Keempat, sambung Arsul, apa yang digembar-gemborkan oleh Djan bahwa Menkumham tidak melaksanakan Putusan MA dalam perkara kasasi TUN Nomor 504 Tahun 2015 juga tidak benar.
"Menkumham telah melaksanakan putusan kasasi TUN tersebut dengan mencabut SK Kepengurusan PPP hasil Muktamar Surabaya yang diperintahkan dalam Putusan tersebut dan mengembalikan SK Kepengurusan PPP kepada kepengurusan hasil Muktamar Bandung yang dipimpin oleh Suryadharma Ali dan Romahurmuziy, yang kemudian menyelenggarakan Muktamar Pondok Gede April 2016," terangnya.
"Pertanyaannya mengapa kok bukan menerbitkan SK bagi kepengurusan Djan? Maka jawabannya, adalah karena satu, Putusan kasasi MA-nya tidak memerintahkan demikian, kedua permohonan pengesahan kepengurusan Djan tidak memenuhi syarat administratif, antara lain karena akta notaris yang Djan mohonkan sudah diubah oleh Djan sendiri," imbuh dia.
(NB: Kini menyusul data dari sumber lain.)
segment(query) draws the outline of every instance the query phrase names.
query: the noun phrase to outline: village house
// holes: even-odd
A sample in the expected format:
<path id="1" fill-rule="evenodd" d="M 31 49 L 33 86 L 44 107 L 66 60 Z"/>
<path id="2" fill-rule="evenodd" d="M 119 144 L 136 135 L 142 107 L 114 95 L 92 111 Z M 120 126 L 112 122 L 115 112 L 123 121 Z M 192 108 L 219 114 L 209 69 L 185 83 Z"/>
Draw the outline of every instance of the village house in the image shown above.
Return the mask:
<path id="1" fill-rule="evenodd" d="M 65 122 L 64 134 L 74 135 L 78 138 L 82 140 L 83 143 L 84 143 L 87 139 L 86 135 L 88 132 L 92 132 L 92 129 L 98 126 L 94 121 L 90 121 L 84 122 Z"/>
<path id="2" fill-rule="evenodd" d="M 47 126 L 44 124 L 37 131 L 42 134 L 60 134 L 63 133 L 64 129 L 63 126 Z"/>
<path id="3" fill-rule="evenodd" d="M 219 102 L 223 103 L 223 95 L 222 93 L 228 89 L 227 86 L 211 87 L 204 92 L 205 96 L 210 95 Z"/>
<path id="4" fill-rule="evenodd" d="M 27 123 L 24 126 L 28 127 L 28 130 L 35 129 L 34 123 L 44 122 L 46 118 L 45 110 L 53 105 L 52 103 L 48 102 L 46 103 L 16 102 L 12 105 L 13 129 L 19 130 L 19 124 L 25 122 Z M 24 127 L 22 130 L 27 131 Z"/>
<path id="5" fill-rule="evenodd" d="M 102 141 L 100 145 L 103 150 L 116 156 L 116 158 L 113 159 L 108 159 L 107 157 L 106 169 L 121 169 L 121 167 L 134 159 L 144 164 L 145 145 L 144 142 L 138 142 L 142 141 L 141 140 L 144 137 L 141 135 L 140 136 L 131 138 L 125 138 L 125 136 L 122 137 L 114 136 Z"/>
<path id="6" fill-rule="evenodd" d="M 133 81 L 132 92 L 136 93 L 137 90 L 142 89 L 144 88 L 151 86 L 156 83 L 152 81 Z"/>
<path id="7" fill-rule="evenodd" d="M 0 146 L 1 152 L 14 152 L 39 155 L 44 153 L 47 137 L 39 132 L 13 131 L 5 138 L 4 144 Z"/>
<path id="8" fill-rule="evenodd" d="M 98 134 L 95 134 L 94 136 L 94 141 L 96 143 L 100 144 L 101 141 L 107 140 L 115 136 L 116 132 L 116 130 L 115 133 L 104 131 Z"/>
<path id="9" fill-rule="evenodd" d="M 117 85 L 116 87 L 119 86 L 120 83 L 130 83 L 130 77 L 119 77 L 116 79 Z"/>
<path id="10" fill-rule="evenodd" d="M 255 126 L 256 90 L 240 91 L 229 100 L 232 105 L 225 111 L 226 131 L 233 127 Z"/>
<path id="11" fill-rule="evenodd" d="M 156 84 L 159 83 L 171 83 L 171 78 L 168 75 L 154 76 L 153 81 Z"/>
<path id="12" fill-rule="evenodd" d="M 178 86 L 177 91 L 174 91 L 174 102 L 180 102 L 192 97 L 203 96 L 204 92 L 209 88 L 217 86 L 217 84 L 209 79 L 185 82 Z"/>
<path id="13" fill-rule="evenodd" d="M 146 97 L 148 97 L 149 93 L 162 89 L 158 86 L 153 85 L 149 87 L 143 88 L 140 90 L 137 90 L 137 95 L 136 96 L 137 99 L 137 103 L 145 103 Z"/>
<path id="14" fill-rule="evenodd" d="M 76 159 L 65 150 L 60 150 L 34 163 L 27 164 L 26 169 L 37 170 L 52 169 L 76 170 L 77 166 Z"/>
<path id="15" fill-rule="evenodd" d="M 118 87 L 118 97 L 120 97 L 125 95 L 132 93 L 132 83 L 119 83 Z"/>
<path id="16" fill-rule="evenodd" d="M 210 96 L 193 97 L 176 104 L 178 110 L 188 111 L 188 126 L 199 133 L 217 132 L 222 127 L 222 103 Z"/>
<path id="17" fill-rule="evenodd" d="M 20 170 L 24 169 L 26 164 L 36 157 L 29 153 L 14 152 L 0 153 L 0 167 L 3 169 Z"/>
Oleh karena itu, Arsul pun mengimbau kepada Djan untuk membaca kembali secara cermat aturan perundang-undangan yang ada dan meneliti kembali seluruh dokumen terkait dengan persoalan PPP.
"Setelah itu, perlu introspeksi untuk berhenti terus menerus memelihara kesan di ruang publik bahwa PPP masih terpecah belah," jelas Arsul.
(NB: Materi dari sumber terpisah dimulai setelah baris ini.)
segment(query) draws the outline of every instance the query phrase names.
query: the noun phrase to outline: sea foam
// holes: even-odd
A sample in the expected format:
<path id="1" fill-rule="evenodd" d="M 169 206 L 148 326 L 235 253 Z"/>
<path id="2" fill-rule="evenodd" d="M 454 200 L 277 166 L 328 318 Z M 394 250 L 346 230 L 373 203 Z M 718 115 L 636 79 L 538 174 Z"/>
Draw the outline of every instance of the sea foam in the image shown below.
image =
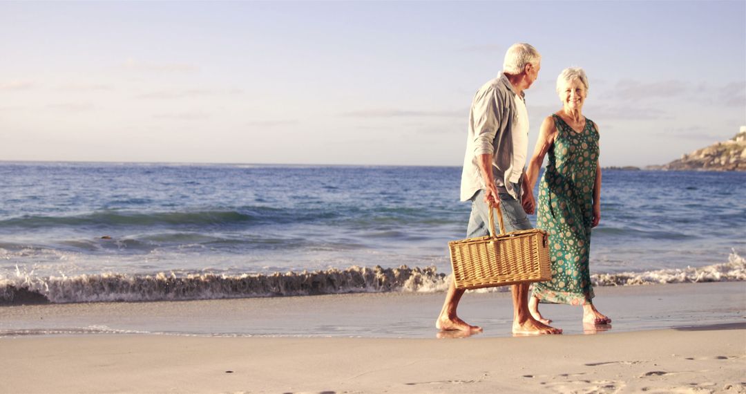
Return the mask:
<path id="1" fill-rule="evenodd" d="M 237 275 L 211 273 L 179 276 L 119 273 L 35 277 L 16 269 L 0 278 L 0 305 L 66 302 L 178 301 L 353 293 L 445 291 L 448 275 L 434 266 L 359 267 L 301 272 Z M 746 259 L 733 250 L 727 263 L 644 272 L 596 274 L 595 286 L 746 281 Z M 480 291 L 504 291 L 507 287 Z"/>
Sebelumnya, Ketua Umum Partai Persatuan Pembangunan (PPP) versi muktamar Jakarta, Djan Faridz bersama jajarannya mendatangi kantor Komisi Pemilihan Umum (KPU), Jakarta, Senin 9 Oktober 2017 untuk berkonsultasi dengan pimpinan KPU terkait surat sah keputusan partai dan Pemilu 2019 mendatang.
"Kami hanya berkonsultasi dengan KPU. KPU sangat paham dan mengerti status hukum dari muktamar Jakarta. KPU akan plenokan masalah ini," ucap Djan Faridz.
Dalam pertemuan itu juga membahas soal permasalahan hukum PPP. Kemenkum HAM, kata Djan, dalam menerbitkan SK sebagai syarat pendaftaran pemilu kepada kubu Romahurmuziy bertentangan dengan UU.